UPDATE:
Starting with .Net 4.7.2, HashSet.TryGetValue - docs is available.
HashSet.TryGetValue - SO post
I have a problem with HashSet because it does not provide any method similar to TryGetValue known from Dictionary. And I need such method -- passing element to find in the set, and set returning element from its collection (when found).
Sidenote -- "why do you need element from the set, you already have that element?". No, I don't, equality and identity are two different things.
HashSet is not sealed but all its fields are private, so deriving from it is pointless. I cannot use Dictionary instead because I need SetEquals method. I was thinking about grabbing a source for HashSet and adding desired method, but the license is not truly open source (I can look, but I cannot distribute/modify). I could use reflection but the arrays in HashSet are not readonly meaning I cannot bind to those fields once per instance lifetime.
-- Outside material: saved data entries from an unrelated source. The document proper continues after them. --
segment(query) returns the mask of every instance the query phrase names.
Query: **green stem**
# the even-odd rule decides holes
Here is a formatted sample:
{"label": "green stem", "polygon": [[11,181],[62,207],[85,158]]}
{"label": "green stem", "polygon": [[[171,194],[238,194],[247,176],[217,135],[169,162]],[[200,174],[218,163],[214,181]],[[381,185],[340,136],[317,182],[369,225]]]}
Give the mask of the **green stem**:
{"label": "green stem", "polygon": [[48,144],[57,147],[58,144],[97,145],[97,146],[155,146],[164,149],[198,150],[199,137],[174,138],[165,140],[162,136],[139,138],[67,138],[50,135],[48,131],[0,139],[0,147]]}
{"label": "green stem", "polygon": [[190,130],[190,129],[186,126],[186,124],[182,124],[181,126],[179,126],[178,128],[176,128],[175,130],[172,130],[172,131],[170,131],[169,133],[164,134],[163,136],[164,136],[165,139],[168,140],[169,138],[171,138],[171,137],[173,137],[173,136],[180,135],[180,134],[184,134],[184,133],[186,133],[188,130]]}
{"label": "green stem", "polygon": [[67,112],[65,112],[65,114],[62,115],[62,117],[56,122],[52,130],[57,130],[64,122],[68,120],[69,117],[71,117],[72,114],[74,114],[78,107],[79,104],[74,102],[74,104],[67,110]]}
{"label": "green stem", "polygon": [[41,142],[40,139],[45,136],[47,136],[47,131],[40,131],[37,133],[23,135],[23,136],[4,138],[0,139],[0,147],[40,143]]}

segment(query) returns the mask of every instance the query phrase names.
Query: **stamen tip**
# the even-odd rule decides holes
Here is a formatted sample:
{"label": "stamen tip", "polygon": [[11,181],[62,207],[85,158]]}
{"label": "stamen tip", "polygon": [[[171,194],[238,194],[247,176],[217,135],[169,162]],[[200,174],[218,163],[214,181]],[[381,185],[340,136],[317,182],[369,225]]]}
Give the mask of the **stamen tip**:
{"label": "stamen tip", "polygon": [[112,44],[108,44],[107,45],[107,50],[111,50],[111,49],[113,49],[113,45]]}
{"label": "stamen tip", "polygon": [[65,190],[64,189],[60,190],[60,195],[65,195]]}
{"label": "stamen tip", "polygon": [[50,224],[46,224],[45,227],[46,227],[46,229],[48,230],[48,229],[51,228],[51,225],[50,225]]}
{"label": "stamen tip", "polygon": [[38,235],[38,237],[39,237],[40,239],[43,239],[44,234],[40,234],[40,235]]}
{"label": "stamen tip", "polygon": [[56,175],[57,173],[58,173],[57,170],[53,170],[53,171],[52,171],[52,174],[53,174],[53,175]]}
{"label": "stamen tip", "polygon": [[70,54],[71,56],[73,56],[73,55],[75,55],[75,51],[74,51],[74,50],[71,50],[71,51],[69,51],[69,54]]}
And I don't want to use full blown library for just single class.
So far I am stuck with LINQ SingleOrDefault. So the question is how fix this -- have HashSet with TryGetValue?
Probably you should switch from a HashSet to a SortedSet
There is a simple TryGetValue() for a SortedSet:
public bool TryGetValue(ref T element)
{
var foundSet = sortedSet.GetViewBetween(element, element);
if(foundSet.Count == 1)
{
element = foundSet.First();
return true;
}
return false;
}
when called, the element needs just all properties set which are used in the Comparer. It returns the element found in the Set.
I agree this is something which is basically missing. While it's only useful in rare cases, I think they're significant rare cases - most notable, key canonicalization.
I can only think of one suggestion at the moment, and it's truly foul.
You can specify your own IEqualityComparer<T> when creating a HashSet<T> - so create one which remembers the arguments to the last positive (i.e. true-returning) Equals comparison it has performed. You can then call Contains, and see what the equality comparer was asked to compare.
Caveats:
This holds on to references unnecessarily, so could end up preventing objects being garbage collected
You'd potentially want to do this on a per-thread basis (if you've got a set that isn't modified after initialization, but is then read by multiple threads, for example)
It assumes that HashSet<T> doesn't use any optimization such as "if the references are equal, don't bother consulting the equality comparer"
It's fundamentally a horrible abuse
I've been trying to think of other alternatives in terms of finding intersections, but I haven't got anywhere yet...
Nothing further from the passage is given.